Exxon's competitors are having a much harder time making money. Chevron's profits last quarter were off 30 percent, and ConocoPhillips actually lost money last quarter (the first time that's happened since 2008). BP will report its latest earnings tomorrow, but considering the company's ongoing trouble over the 2010 Deep Horizon spill, it seems unlikely to post a killer quarter. Given BP's mounting liabilities in the Gulf, and what looks to be a sustained period of low prices, there are even rumblings that the company could be ripe for a takeover later this year. One of its presumed suitors? Exxon, of course.
It's premature to start talking about a potential BP-Exxon merger, but the current crash in oil prices could usher in an era of megamergers similar to those in the late 1990s and early 2000s. And it's all part of a normal business cycle: A decade of high oil prices spurred unprecedented amounts of investment, as oil companies went for growth and market share. Now, as prices fall and demand stalls, the game is to consolidate and buy up rivals. This is when the strong get stronger, and right now, no oil company is in a better position than Exxon. Fadel Gheit, an oil analyst at Oppenheimer, thinks Exxon is on the prowl and could make a "massive acquisition" at some point before prices go back up. "This is the time to go big," said Gheit. "And this is the company that can afford to do it."
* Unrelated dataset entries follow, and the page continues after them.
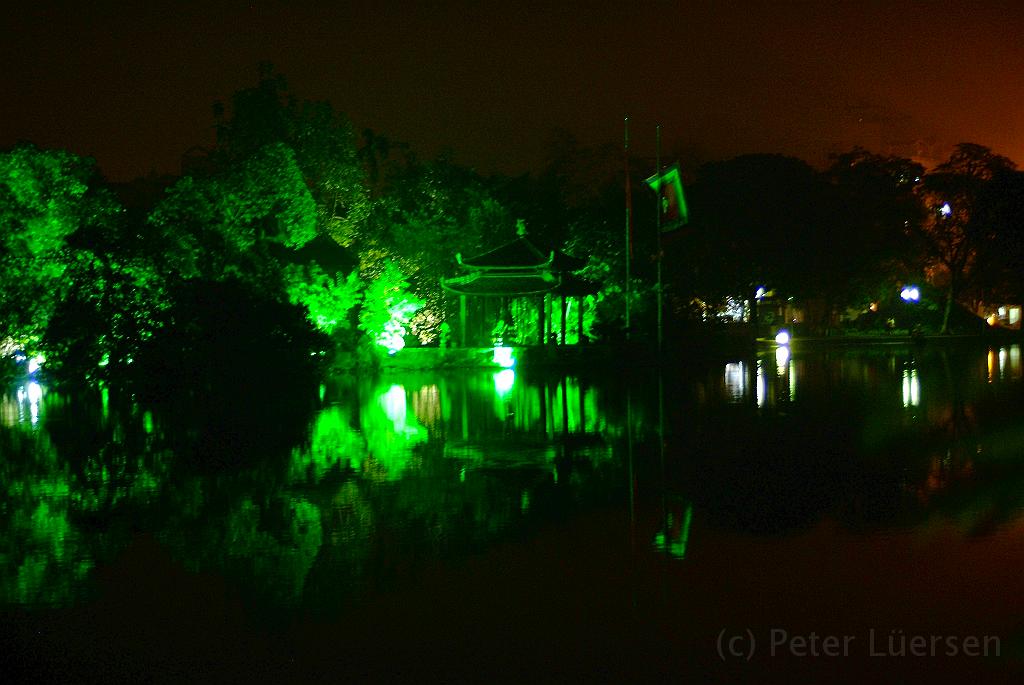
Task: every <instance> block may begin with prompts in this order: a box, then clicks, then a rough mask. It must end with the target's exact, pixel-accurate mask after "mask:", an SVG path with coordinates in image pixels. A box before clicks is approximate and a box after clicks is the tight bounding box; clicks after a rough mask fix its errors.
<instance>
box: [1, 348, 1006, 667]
mask: <svg viewBox="0 0 1024 685" xmlns="http://www.w3.org/2000/svg"><path fill="white" fill-rule="evenodd" d="M275 387H276V386H275ZM218 397H219V399H217V400H216V401H214V400H207V399H204V398H203V397H194V398H190V399H188V400H186V401H185V400H179V401H177V402H174V403H163V404H153V405H143V404H140V403H138V402H135V401H133V400H132V398H131V397H121V396H116V393H113V392H111V391H109V390H98V391H96V392H91V393H80V394H74V395H71V394H69V395H66V394H61V393H58V392H56V391H52V390H49V389H48V388H47V387H45V384H43V383H41V382H36V381H31V380H27V381H25V382H22V383H18V384H16V385H14V386H13V387H11V388H9V389H8V390H7V392H6V393H5V394H4V395H3V397H2V399H0V493H3V499H2V508H0V526H2V538H0V541H2V542H0V610H2V613H3V616H2V618H3V628H2V631H0V649H2V651H3V654H4V659H3V669H4V671H3V673H4V674H5V675H6V676H8V677H9V678H8V679H10V680H18V679H27V680H32V681H37V682H38V681H60V682H66V681H69V680H74V681H81V680H87V681H104V682H109V681H126V680H128V681H133V682H134V681H146V682H182V681H187V682H194V681H215V682H225V681H227V682H230V681H243V680H245V681H252V680H254V679H255V680H270V681H275V682H276V681H292V682H312V681H330V682H338V681H342V680H345V679H353V680H358V681H364V680H390V679H395V678H401V679H406V680H412V681H415V682H423V681H445V682H451V681H452V680H470V681H476V682H495V681H508V682H524V681H526V682H538V681H543V682H547V681H557V682H566V681H570V682H575V681H595V680H599V681H603V680H608V681H615V682H621V681H671V682H801V681H812V682H823V681H827V682H837V681H840V682H865V681H867V682H870V681H874V680H880V681H888V682H893V681H898V680H902V681H908V680H909V681H916V680H919V679H920V680H922V681H923V680H931V681H944V680H946V679H953V680H958V681H964V680H976V681H979V682H1002V681H1005V682H1019V681H1020V679H1021V678H1022V677H1024V618H1022V616H1024V612H1022V609H1024V574H1022V573H1021V572H1020V569H1021V568H1022V567H1024V359H1022V353H1021V347H1020V346H1019V345H1017V344H1012V345H1010V344H1008V345H1006V346H985V345H980V346H979V345H969V344H961V345H955V344H949V345H938V344H928V345H924V346H920V347H915V346H906V345H898V344H894V345H870V346H835V345H829V346H813V345H809V344H808V345H806V346H804V347H800V346H797V347H796V348H795V349H794V350H793V351H791V350H788V349H787V348H771V349H768V348H766V349H764V350H763V351H762V352H761V353H759V354H758V355H756V356H751V357H749V358H735V359H728V360H723V361H722V362H716V363H710V362H699V363H697V362H693V363H692V365H687V363H682V365H679V366H678V367H677V368H676V369H674V370H673V371H671V372H670V371H666V372H665V373H664V374H662V375H659V374H658V373H657V372H656V371H655V370H653V369H627V368H622V369H620V368H615V367H613V366H609V367H608V368H606V369H600V368H588V369H581V370H578V371H574V372H571V373H565V374H555V373H551V372H542V371H539V370H529V369H524V370H515V371H513V370H505V371H482V370H481V371H472V372H459V373H455V372H443V373H442V372H437V373H431V372H416V373H412V372H402V373H401V374H398V373H391V374H388V373H386V372H385V373H382V374H381V375H379V376H377V377H375V378H348V377H345V378H332V379H329V380H327V381H326V382H325V383H324V384H323V385H321V386H319V388H311V389H310V388H303V389H297V390H296V391H295V392H294V393H293V394H288V393H287V392H286V393H283V394H281V396H274V397H271V398H269V399H267V398H265V397H264V398H260V399H258V400H257V399H255V398H253V397H250V396H234V395H232V394H231V391H230V389H229V388H226V389H224V392H221V393H218ZM225 398H226V399H225Z"/></svg>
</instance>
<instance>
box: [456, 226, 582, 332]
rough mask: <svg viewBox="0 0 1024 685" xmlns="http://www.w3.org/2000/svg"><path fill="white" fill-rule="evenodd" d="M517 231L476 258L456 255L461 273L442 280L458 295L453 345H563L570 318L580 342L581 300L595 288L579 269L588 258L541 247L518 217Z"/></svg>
mask: <svg viewBox="0 0 1024 685" xmlns="http://www.w3.org/2000/svg"><path fill="white" fill-rule="evenodd" d="M516 233H517V236H516V238H515V240H513V241H511V242H510V243H506V244H505V245H502V246H501V247H498V248H495V249H494V250H490V251H489V252H485V253H483V254H480V255H476V256H475V257H470V258H463V256H462V254H461V253H458V254H456V261H457V262H458V263H459V267H460V268H461V269H462V273H461V274H460V275H457V276H455V277H452V279H441V286H442V287H443V288H444V290H445V291H447V292H449V293H450V294H452V295H454V296H457V297H458V300H459V329H458V332H457V335H458V338H457V340H458V344H459V345H461V346H463V347H466V346H472V347H489V346H492V345H552V344H554V345H565V344H566V332H567V328H568V320H569V319H572V318H574V319H575V322H574V323H575V334H577V335H575V339H577V340H578V341H580V342H584V341H585V340H586V338H585V336H584V330H583V319H584V316H583V313H584V306H585V299H586V297H587V296H588V295H593V294H595V293H596V292H597V290H598V286H597V284H596V283H594V282H592V281H589V280H587V279H584V277H582V276H580V275H579V274H578V272H579V271H580V269H582V268H583V267H584V266H585V265H586V264H587V260H586V259H580V258H579V257H572V256H571V255H567V254H565V253H564V252H561V251H560V250H548V251H544V250H541V249H540V248H539V247H538V246H537V245H536V244H535V243H534V242H532V241H531V240H530V239H529V238H528V237H527V236H526V228H525V225H524V224H523V222H522V221H521V220H520V221H519V222H518V224H517V229H516ZM572 314H574V316H573V315H572ZM556 318H557V320H555V319H556Z"/></svg>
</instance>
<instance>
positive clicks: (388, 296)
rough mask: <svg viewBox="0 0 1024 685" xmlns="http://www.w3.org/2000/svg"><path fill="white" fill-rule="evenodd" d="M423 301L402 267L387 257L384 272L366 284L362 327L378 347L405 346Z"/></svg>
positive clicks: (362, 321) (387, 347)
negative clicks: (408, 333) (413, 321)
mask: <svg viewBox="0 0 1024 685" xmlns="http://www.w3.org/2000/svg"><path fill="white" fill-rule="evenodd" d="M422 306H423V301H422V300H420V299H419V298H417V297H416V295H415V294H414V293H412V292H410V290H409V282H408V281H407V280H406V276H404V274H403V273H402V272H401V269H400V268H399V267H398V265H397V264H395V263H394V262H393V261H391V260H386V261H385V262H384V264H383V267H382V270H381V272H380V273H379V274H378V275H377V277H376V279H374V281H373V282H371V283H370V285H369V286H367V290H366V293H365V297H364V300H362V309H361V310H360V312H359V329H360V330H361V331H362V332H364V333H366V334H367V335H368V336H369V337H370V339H371V341H372V342H373V343H374V345H375V346H376V348H377V349H380V350H382V351H387V352H388V353H391V354H393V353H394V352H396V351H398V350H400V349H401V348H402V347H404V346H406V341H404V338H406V335H407V334H408V333H409V324H410V322H411V320H412V318H413V315H414V314H415V313H416V312H417V311H418V310H419V309H420V307H422Z"/></svg>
Exxon is sitting on nearly $5 billion in cash and equivalents, and while there aren't many holes in the company's portfolio, there is room to upgrade. The company could try to expand its footprint in the deepwater Gulf of Mexico or take a bigger position in the liquified natural gas market. But perhaps the most obvious place is the area that's driven so much of the change in the global oil sector: U.S. shale. One of the knocks on Exxon, as on most other major oil companies, is that it missed the fracking boom in the U.S. when it pulled investments in the late 1990s and focused on Arctic and deep-water plays. But as oil prices have crashed, that decision is looking smarter by the day and gives Exxon a great chance to get into the fracking game on the cheap. The U.S. oil patch is littered with struggling companies: Many of the small and midsize independent wildcatters that drove the shale boom, helping boost U.S. oil production to its highest levels since the early 1980s, are now drowning in debt and low on cash. "This is an excellent time for Exxon to swoop down on some of these smaller shale players," said Steven Kopits, president of Princeton Energy Advisors.
The question is whether to buy assets or just swallow up companies whole. In 2009, Exxon pulled off a $41 billion deal to buy XTO Energy. The deal expanded Exxon's reach into the U.S. shale gas market but was widely seen as a bad move because the price was high and Exxon had trouble integrating XTO. Brad Heffern, an oil analyst at RBC Capital Markets, thinks that will give Exxon pause if it considers swallowing up a fracking company. "I do think they'll be looking to make shale investments, but I'd be surprised if they did a big corporate deal. XTO wasn't fun for them." Heffern thinks Exxon would be much better off simply buying up oil wells from small fracking companies that are looking to raise cash.
As for BP, the company actually has a fairly big footprint in U.S. shale. Last spring, it announced plans to form a separate company to manage its oil and gas operations in the lower 48 states. Could Exxon be a potential buyer? Depends on how hungry it is.